Hi, On the host side, what did you use ? the SerialLink.py script with pdm.db ? or other things ?

KiwiHC16 commented 4 years ago

I agree with your comments. By changing those, I understand that the table will be increased but will remain in the SRAM/EEPROM of the JN5168. What I was looking for in the past was to move these tables into external EEPROM or PC Client using PDM, which I never managed.
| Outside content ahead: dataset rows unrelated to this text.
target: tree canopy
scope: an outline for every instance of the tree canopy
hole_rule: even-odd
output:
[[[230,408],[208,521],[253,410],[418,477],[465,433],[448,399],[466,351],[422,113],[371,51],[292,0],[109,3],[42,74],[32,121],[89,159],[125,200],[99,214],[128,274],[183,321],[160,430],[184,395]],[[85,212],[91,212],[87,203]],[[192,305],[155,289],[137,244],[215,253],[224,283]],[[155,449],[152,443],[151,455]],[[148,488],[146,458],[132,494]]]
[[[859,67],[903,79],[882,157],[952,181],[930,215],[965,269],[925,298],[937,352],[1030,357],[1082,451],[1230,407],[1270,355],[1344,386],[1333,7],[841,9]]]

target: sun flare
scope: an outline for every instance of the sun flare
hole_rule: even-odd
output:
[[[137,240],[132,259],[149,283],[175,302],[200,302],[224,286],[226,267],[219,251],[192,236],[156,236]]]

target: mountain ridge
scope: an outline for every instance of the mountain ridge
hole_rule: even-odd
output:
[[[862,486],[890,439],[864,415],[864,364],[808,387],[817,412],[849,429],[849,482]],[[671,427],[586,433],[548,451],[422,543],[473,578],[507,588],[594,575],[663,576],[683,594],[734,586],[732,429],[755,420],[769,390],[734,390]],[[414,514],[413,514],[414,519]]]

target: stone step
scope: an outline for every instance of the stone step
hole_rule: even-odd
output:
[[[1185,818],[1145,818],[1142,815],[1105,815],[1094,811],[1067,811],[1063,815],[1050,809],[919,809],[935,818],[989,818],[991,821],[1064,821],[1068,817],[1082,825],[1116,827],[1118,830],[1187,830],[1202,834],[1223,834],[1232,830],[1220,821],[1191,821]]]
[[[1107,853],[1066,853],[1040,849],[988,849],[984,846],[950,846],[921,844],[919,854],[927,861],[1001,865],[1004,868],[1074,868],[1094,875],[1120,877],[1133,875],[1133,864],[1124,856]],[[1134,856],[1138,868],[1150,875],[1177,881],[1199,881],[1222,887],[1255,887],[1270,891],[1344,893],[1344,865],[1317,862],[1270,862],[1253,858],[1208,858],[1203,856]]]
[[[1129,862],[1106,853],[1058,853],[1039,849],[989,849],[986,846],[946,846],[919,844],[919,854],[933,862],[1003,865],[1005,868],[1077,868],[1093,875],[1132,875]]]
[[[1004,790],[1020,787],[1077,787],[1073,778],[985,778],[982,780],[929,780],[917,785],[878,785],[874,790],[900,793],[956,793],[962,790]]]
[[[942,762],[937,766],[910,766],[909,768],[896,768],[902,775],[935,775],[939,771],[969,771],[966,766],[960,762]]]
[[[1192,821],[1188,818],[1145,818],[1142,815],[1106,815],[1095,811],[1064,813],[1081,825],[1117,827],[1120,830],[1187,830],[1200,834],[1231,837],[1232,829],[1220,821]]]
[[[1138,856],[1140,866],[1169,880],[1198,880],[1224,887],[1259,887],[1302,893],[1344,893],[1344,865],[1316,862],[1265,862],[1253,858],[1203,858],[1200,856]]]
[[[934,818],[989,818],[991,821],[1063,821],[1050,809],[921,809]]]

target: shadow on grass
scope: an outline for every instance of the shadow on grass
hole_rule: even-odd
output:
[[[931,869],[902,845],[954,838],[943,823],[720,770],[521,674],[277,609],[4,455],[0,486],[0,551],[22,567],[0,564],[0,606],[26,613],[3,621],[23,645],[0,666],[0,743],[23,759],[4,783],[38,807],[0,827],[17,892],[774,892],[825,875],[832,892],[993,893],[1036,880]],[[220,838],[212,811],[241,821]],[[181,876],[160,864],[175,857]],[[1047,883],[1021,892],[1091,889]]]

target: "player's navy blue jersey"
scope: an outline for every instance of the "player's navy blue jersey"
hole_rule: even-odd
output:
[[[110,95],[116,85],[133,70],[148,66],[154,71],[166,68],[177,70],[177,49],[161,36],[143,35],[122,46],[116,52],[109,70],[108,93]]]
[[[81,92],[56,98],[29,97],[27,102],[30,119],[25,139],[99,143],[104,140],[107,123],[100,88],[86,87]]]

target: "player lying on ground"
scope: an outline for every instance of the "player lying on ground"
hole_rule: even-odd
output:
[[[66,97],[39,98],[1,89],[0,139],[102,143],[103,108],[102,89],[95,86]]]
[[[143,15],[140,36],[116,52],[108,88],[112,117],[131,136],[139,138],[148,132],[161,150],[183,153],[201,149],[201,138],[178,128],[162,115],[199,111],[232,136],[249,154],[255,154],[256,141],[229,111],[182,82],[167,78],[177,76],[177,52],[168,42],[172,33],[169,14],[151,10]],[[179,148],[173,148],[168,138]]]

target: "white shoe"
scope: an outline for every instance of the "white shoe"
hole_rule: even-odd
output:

But if you managed to move a bug trunck of tables to the external EEPROM then keeping TC's tables in the JN5168 is not an issue anymore.

fairecasoimeme commented 4 years ago

Currently, we are also working to move some tables to an external flash memeory rather than the EEPROM. with all that, we should be able to really increase the number of devices and also add new functions.

pipiche38 commented 4 years ago

Do you plab also to add a specific API to allow backup/restore ?

schrodingersket commented 4 years ago

Hi, On the host side, what did you use ? the SerialLink.py script with pdm.db ? or other things ?

@fairecasoimeme I have a separate Python library I wrote a while ago against the original JN-AN-1216 that I tested this with.

@KiwiHC16 - this pull request allows us to hold all of the tables managed by the PDM (including TC tables) on the host, instead of the 5168 EEPROM. In my test implementation, the entire EEPROM is a JSON file, so to answer @pipiche38 , I'm backing up and restoring by managing that JSON file.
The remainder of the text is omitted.